Alors qu’une investigation est en cours contre Ling Zhengce et son frère Ling Jinghua ancien proche de Hu Jintao, lui-même déjà sur la sellette depuis 2012 et exilé au département du front uni ; tandis que le Comité Central a officiellement entériné les décisions d’exclusion du Parti de Li Dongsheng, n°2 de la sécurité publique, de Jiang Jiemin, ancien PDG de CNPC, le fief de Zhou Yongkang, de Li Chuncheng, ancien n°2 de la province du Sichuan un autre fief de Zhou et de Wan Qingliang ancien Secrétaire général du Parti de la province de Canton, le plenum est resté muet sur le cas Zhou Yongkang.

Les raisons de ce retard ne sont pas établies, mais la rumeur court que Jiang Zemin, inquiet des accusations qui pèsent sur lui-même et sur plusieurs autres personnalités de premier rang comme Zeng Qinghong, l’ancien président de la République et Jia Qingling, ancien n°4 du Parti et président de la Conférence Consultative du Peuple Chinois, en aurait directement appelé à Xi Jinping pour freiner la campagne contre la corruption et épargner Zhou Yongkang.
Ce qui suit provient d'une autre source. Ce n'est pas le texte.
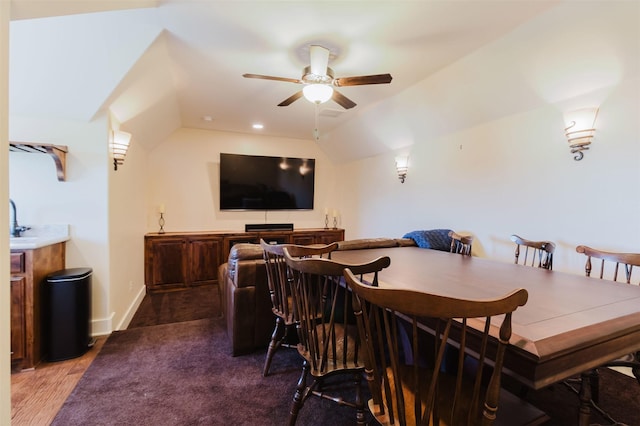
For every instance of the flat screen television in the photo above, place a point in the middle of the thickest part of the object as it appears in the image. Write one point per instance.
(254, 182)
Il est peu probable que Xi Jinping ait apprécié la manœuvre de Jiang, même s’il lui doit sa promotion en 2007. Pour l’instant cependant, la haute direction du régime a ostensiblement tenté de donner l’image de la cohésion. Le 29 septembre dernier, au Grand Palais du Peuple à Pékin, anciens et nouveaux étaient en effet tous rassemblés à l’occasion du 65e anniversaire de la République Populaire pour assister à un concert intitulé « La belle Chine, notre beau rêve. »

Une « Longue Marche » encombrée de chausses trappes.

Les péripéties autour du 4e plenum expriment la difficulté des réformes et renvoient aux chausses trappes sur la route de la direction politique engagée dans une lutte féroce contre la corruption. Réticente à instaurer la prévalence du droit dont elle craint à juste titre l’effet déstabilisateur pour le magistère du Parti, cette génération tente au moins de promouvoir une meilleure gouvernance, plus d’éthique, un rôle accru des assemblées et une indépendance minimum de la justice au moins au niveau local.

Pour une note d’avenir plus optimiste on laissera le mot de la fin à Li Cheng, l’un des plus fins connaisseurs du système chinois, né à Shanghai, chercheur à la Brookings et Directeur aux États-Unis du Comité National chargé se suivre les relations sino-américaines pour la Maison Blanche.

Pour lui, la Chine qui pour la première fois a consacré un plenum aux questions de droit, s’est placée sur une route certes longue et difficile, mais vertueuse : « La promotion de l’État de droit par le 4e plenum ne placera pas d’un coup le Parti sous la prééminence du droit. Mais nous assistons au début d’un combat pour la prévalence de la constitution. »

Avec le sort réservé à Zhou Yongkang, il y a quelques mois à peine montré du doigt par l’appareil et le Quotidien du Peuple, mais dont le destin semble aujourd’hui à nouveau en suspens, nous saurons assez vite si Li Cheng s’est montré exagérément optimiste, au moins pour le moyen terme.